Kerala’s Muslims, who constitute nearly 27% of the state’s population, shifted in large numbers to the Left in the last Assembly elections, prompting the Indian Union Muslim league to think of deserting the Congress-led front. 

The Left’s emphasis on class politics suits Muslims well, for they lag behind other communities on most socio-economic indicators. It is only the solidarity of lower classes that can be a panacea for Muslims, given that political parties anchored among the Other Backward Classes and Dalits have frittered away their chance of doing so.

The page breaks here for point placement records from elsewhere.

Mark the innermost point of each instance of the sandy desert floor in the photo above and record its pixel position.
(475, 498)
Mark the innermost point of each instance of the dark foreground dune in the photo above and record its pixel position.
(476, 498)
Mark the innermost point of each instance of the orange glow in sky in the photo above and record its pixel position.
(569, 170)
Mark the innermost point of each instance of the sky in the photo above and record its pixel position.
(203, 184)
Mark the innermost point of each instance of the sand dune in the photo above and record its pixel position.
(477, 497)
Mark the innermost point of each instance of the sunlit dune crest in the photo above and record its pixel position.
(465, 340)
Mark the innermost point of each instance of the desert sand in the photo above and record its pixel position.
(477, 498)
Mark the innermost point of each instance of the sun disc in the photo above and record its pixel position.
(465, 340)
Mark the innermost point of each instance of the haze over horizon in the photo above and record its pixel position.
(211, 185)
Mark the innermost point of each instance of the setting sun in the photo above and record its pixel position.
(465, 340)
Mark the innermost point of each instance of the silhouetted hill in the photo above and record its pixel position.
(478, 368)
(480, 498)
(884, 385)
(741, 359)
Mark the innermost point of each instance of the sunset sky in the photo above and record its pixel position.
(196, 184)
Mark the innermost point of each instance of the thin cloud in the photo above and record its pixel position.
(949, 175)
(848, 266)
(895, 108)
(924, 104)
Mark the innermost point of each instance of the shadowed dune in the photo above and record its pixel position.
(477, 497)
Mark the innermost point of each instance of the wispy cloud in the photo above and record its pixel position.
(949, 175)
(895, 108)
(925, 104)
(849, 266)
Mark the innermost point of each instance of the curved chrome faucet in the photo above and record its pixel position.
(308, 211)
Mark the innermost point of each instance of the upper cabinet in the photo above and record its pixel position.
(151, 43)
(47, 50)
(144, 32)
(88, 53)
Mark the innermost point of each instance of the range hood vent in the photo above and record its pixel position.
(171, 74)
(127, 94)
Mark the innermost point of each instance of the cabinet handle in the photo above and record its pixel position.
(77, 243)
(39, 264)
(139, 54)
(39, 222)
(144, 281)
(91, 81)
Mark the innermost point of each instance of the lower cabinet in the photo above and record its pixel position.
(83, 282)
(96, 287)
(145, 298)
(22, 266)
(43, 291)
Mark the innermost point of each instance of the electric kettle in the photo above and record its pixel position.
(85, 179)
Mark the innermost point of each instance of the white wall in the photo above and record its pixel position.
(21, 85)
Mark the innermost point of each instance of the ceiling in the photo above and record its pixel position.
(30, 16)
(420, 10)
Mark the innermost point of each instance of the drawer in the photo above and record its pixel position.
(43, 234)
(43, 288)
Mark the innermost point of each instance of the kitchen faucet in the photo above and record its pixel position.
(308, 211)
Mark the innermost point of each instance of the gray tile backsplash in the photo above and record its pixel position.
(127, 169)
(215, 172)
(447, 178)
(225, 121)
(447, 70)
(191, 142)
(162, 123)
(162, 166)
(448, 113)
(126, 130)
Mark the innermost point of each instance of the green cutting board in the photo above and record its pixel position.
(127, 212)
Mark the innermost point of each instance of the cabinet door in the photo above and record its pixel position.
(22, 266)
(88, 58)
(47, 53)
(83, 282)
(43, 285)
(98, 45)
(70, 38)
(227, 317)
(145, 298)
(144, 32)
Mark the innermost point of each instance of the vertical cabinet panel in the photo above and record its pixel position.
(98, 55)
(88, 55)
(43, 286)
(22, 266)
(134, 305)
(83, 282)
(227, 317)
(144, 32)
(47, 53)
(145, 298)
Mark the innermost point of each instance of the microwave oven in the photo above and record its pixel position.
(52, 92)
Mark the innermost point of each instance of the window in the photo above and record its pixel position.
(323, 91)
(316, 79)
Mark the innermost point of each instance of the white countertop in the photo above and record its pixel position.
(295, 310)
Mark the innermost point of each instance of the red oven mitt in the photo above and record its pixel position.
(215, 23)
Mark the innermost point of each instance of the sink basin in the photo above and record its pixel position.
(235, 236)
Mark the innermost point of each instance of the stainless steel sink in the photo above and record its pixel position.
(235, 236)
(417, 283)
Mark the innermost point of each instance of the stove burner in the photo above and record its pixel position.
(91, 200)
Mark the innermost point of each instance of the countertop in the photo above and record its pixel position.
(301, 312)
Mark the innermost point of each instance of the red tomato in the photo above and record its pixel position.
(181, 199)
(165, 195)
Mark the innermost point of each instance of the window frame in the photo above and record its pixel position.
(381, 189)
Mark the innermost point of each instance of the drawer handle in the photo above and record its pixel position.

Critics will point to the Rajinder Sachar Committee report to argue that Muslims did not prosper under the Left rule in West Bengal. The Sachar report was indeed a significant factor behind the Left’s downfall there. Yet the same critics have forgotten that Mamata Banerjee’s alliance with the BJP was how it got a toehold in the state, vividly described in this paper by academician Pralay Kanungo. There is nothing to suggest that the Left would not have learnt from its mistakes.

In an era when Muslims have become sitting ducks for the Sangh’s politics of violence and most political parties are reluctant to even come to their rescue, the community has to look for other political options from a long-term perspective. There is, obviously, a clutch of Muslim parties for the community to consider. Yet they can never secure a percentage of votes of Hindus in the atmosphere of intense communal polarisation. 

This is why the Left would be an attractive proposition for them.

But the Left cannot become an attractive proposition until Communist parties, and myriad outfits break out of the mould of contesting elections in just a handful of constituencies outside Kerala, West Bengal and Tripura. It is for them to figure out how they can set aside the straitjacket.

The traditional Left’s method is to acquire heft through socio-political movements and the laborious task of raising cadres. This is why Muslims must step forward and court even those Communist outfits which keep away from elections. They must break bread with them. Only the Communists can provide the safety net for Muslims, not the parties which are so adept at taking their votes and betraying them.

MS Golwalkar, the second chief of the RSS, identified Muslims, Christians and Communists as the internal enemies of India. Golwalkar’s terrifying vision should prompt the two communities to band with the Communists. In the last eight years, it is largely they whom the Modi government has tossed into prison under the UAPA, denying them bail and showing no tearing hurry to speed up their trial. This is why Muslims should chant Allah-o-Akbar in the mosque and Lal Salam in the political arena.

The author is an independent journalist. The views are personal.